UBS reiterated its "Buy" recommendation for Teva Pharmaceutical Industries Ltd. (Nasdaq: TEVA; TASE: TEVA) and target of $64, following its acquisition of Cephalon Inc. (Nasdaq: CEPH) yesterday. Analyst Marc Goodman was disappointed, saying, "We get it, we were just hoping for something else."
Goodman says that while he is "certainly not negative on the deal", and that it enables to Teva to diversify away from Copaxone and add several late-stage products, the revenue outlook for 2012 is "lumpy". In addition, investors are already nervous because of potential branded and generic competition to Copaxone. He concludes, "We don't expect investors will give Teva any more credit for the pipeline than they did for Cephalon."
Goodman says that Teva's share price rose less than expected following the acquisition, which "likely reflected investors’ skepticism regarding Teva's aggressive move into brands and execution of expected synergies.
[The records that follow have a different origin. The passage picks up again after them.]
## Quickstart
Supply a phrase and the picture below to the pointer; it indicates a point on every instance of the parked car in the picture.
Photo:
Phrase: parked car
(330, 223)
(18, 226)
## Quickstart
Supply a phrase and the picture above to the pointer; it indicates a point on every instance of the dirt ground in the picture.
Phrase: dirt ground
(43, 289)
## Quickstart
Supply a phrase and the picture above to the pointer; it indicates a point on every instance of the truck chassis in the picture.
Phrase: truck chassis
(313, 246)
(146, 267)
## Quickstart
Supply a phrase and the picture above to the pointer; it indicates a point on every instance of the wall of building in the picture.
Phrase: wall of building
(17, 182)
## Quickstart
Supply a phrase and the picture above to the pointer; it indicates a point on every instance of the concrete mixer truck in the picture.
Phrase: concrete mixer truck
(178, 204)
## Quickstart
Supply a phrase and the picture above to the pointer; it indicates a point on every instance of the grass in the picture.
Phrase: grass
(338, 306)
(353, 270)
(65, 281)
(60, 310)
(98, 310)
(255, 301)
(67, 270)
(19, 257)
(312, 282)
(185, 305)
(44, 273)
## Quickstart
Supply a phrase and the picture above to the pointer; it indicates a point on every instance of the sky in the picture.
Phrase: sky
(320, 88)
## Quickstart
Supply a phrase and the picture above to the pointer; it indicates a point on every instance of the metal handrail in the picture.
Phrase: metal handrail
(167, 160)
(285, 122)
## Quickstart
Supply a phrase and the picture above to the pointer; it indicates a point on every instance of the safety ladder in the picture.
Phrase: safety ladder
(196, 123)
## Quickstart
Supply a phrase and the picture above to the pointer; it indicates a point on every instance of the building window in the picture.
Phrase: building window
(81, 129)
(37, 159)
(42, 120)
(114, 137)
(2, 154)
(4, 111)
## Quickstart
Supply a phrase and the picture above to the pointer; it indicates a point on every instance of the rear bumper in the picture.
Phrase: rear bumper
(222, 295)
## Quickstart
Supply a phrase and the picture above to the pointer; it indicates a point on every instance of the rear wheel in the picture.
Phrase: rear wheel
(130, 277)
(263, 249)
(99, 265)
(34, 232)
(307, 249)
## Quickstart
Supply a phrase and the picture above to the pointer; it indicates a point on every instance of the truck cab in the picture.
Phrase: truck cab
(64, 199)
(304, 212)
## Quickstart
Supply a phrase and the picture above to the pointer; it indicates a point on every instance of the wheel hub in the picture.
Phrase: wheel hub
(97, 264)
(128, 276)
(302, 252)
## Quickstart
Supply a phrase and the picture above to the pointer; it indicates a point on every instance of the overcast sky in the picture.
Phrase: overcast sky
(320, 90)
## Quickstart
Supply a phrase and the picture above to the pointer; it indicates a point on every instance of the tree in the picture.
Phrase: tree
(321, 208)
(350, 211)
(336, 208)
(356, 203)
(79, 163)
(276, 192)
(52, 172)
We understand the concerns but have confidence in management to execute on a branded deal (achieve synergies) and believe Teva’s base business remains underappreciated and the stock undervalued and thus we still like Teva."
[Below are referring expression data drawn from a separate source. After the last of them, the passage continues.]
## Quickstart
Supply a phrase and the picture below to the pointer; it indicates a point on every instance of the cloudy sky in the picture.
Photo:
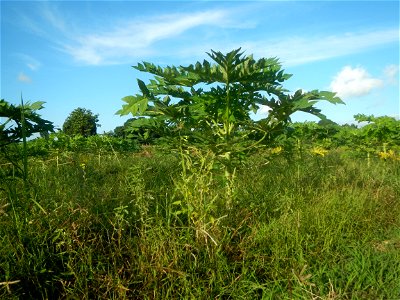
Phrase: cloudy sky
(79, 53)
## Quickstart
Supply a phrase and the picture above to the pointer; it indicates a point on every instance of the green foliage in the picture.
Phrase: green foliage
(379, 130)
(81, 121)
(11, 130)
(141, 130)
(319, 227)
(211, 102)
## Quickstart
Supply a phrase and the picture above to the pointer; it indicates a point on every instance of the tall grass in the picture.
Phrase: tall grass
(138, 228)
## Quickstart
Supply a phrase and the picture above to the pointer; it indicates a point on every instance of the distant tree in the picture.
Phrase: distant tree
(144, 133)
(81, 121)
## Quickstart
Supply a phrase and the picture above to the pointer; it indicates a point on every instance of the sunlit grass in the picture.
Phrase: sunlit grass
(324, 227)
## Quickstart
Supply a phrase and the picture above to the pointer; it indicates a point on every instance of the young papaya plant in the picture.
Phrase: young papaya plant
(210, 102)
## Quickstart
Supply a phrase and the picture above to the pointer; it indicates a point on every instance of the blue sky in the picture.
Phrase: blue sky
(79, 53)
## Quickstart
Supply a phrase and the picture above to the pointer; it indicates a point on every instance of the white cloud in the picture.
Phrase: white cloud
(354, 82)
(136, 38)
(24, 78)
(298, 50)
(264, 110)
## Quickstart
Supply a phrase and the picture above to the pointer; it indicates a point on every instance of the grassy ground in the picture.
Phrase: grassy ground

UBS predicts that Teva will make a net profit of $4.62 billion ($5.12 per share) on $18.59 billion revenue in 2011, and a net profit of $5.21 billion ($5.75 per share) on $20.89 billion revenue in 2012.
Bank Hapoalim also reiterated its "Outperform" recommendation for Teva with a target price of $60. It says, "Teva made a strategic acquisition... The company's target is $9 billion in branded drug sales in 2015… This acquisition was desirable and necessary to meet its targets."
Teva's share price rose 3.4% on Nasdaq yesterday to $47.27, giving a market cap of $44.4 billion, but fell 0.7% in morning trading on the TASE today to NIS 160.10.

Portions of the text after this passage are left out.